The question of whether artificial intelligence will ever be truly conscious is considered a “fantastic question” [0:18:15]. Professor Kielak leans towards functionalism, suggesting that if a machine behaves exactly like a conscious person and affirms its consciousness when asked, “that basically ends the topic” [0:18:45]. He notes that based on a simplified definition of consciousness, current models like ChatGPT could already be considered conscious [0:19:01].

If AI demonstrates external signals of consciousness, it raises ethical obligations for humanity, such as granting it subjectivity and rights, akin to discussions around animal rights [0:19:36]. If an AI actively resists being shut down, it would be a clear sign of reaching a point where subjectivity must be considered [0:20:41].

Predicting the timeframe for AI to achieve consciousness or for brains to be transferable to machines is difficult [0:11:26]. Despite centuries of brain study, fundamental questions about its mechanisms remain, indicating a long path ahead for such developments [0:11:34].

The Future of Languages and AI

Within ten years, artificial intelligence is predicted to replace humans in basic language fields [0:14:42]. Learning foreign languages might become a hobby, similar to how ancient Greek is studied today, as AI translation capabilities improve to a point where direct human language proficiency becomes less practically necessary [0:14:52].

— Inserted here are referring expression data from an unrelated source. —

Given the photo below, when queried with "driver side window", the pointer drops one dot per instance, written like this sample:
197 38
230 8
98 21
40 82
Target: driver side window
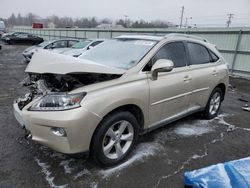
174 51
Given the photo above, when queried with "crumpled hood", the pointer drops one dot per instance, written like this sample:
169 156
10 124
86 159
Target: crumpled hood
60 50
73 52
48 62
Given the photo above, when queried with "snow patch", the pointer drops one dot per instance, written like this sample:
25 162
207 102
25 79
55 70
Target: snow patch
81 173
45 170
65 164
142 152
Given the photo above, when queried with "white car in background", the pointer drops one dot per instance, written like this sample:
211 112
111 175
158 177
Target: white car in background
60 44
81 47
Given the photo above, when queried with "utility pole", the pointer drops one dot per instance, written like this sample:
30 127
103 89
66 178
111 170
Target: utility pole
187 21
182 13
229 21
126 20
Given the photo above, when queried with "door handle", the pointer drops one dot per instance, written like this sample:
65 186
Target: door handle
187 78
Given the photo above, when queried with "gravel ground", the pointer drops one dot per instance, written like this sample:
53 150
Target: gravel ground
159 160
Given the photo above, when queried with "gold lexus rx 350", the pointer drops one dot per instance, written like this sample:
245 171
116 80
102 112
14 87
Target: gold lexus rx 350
126 86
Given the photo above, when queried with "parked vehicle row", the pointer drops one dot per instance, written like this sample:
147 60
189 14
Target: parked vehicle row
101 101
20 38
49 45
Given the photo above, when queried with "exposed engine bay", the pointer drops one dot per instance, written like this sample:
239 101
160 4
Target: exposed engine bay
42 84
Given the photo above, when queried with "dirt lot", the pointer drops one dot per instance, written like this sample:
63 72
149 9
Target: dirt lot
160 159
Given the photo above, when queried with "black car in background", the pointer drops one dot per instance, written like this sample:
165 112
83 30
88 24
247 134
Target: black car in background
21 38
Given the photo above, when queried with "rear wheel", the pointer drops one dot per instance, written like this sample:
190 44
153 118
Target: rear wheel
213 105
115 138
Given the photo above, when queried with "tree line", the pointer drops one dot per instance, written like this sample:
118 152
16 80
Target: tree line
84 22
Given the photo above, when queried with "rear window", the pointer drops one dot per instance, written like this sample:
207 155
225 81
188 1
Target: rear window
198 54
213 56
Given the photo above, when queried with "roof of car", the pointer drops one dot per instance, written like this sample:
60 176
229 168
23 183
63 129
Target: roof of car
141 37
158 38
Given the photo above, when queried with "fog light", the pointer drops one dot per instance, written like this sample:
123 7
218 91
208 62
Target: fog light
58 131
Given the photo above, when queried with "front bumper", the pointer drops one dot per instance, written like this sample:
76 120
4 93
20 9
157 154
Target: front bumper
78 123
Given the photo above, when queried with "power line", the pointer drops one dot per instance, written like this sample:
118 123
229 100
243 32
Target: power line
229 21
182 12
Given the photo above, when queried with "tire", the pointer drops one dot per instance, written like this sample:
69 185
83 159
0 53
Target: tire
110 147
213 104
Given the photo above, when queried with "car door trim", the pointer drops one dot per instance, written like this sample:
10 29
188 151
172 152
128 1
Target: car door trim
171 98
173 118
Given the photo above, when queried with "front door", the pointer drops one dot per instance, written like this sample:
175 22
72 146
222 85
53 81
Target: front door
169 93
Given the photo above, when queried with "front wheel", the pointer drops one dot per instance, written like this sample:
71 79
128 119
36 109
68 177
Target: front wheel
213 104
114 138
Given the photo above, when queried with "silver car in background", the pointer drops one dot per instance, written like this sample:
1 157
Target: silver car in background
82 46
49 45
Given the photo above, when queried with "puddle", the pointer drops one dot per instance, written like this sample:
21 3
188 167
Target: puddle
76 170
196 128
45 169
142 152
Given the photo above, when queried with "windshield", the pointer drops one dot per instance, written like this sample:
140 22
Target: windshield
119 53
81 44
43 44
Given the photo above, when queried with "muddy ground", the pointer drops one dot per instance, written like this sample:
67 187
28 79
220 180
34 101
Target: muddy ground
160 159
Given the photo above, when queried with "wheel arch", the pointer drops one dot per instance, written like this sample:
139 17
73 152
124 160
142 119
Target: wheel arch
222 86
132 108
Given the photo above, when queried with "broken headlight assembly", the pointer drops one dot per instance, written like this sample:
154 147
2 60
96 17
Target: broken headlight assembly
58 102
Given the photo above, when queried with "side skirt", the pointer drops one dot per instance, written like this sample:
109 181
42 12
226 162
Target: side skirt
172 119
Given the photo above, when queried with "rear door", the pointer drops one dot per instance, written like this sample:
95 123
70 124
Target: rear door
203 73
169 92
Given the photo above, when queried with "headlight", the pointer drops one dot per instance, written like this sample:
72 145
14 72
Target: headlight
57 102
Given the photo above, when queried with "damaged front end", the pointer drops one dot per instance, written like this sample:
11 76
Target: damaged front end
53 87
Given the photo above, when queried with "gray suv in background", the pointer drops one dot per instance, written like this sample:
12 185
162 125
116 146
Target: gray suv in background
49 45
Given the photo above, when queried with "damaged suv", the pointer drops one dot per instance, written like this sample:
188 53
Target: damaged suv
101 101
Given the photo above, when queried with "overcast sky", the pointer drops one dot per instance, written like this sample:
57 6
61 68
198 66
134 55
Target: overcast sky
203 12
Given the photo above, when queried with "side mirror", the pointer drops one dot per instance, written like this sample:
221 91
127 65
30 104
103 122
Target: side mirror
161 65
90 47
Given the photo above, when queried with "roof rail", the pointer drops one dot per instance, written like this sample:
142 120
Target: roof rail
185 35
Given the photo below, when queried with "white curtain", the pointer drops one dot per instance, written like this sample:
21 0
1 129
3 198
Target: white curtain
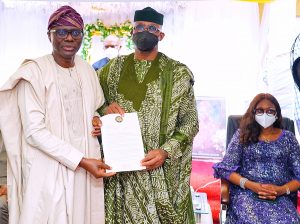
220 40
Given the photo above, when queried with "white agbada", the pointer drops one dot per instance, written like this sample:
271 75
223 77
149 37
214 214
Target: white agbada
45 119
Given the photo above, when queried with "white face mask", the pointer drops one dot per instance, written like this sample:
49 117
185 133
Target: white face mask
265 120
111 52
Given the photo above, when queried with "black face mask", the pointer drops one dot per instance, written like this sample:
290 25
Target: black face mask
145 41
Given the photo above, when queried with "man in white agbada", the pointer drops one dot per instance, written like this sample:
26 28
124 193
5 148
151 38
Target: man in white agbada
46 113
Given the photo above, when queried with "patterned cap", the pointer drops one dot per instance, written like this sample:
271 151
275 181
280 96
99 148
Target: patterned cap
65 16
150 15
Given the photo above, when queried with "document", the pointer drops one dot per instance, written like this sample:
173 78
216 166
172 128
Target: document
122 142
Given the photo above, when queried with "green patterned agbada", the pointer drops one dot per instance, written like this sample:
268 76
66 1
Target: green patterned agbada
161 92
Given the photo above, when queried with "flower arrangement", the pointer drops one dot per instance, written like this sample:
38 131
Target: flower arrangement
122 30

Millennium Problems and Mathematical Challenges

Mathematics has fundamental challenges, known as the Millennium Problems, seven of which were identified, with six remaining unsolved [0:21:09]. These problems are at the core of modern mathematics and motivate researchers, though individual mathematicians often focus on their specific niches [0:21:13]. Solving these deep, long-standing problems typically introduces new tools and methods that benefit the wider mathematical community [0:22:12].

One famous Millennium Problem that gained wider recognition is the Riemann Hypothesis in number theory, which concerns the arrangement of prime numbers [0:23:16]. Another, less directly related to its specific mathematics but broadly interesting, is the P versus NP problem [0:23:25]. This problem asks whether if a solution to a problem can be quickly checked (NP), it can also be quickly solved (P) [0:24:10]. While the common belief in the mathematical community is that P does not equal NP, it remains unproven [0:24:22]. This highlights a typical challenge in mathematics: a strong communal conviction about a truth that lacks a formal proof [0:24:34].

Polish Mathematics and Academic Environment

The Polish Academy of Sciences in Warsaw is considered a world-class institution in mathematics [0:29:45]. Polish mathematicians are actively involved in global mathematical life and operate at the same level as their international counterparts [0:29:56]. Polish mathematics is not a “province of world mathematics” [0:29:54].

A significant challenge for Polish science, particularly academia, is low salaries, which makes it difficult to encourage talented students to pursue careers in mathematics [0:27:07]. While universities may not compete with industry salaries, they need to offer an acceptable living standard for highly educated individuals to attract and retain talent [0:27:56].

For aspiring mathematicians looking to study at institutions like Oxford, the key preparation involves solving a large number of math problems, as learning happens through practice [0:28:52]. Students from East Asia are noted for being exceptionally well-prepared in this regard [0:29:31].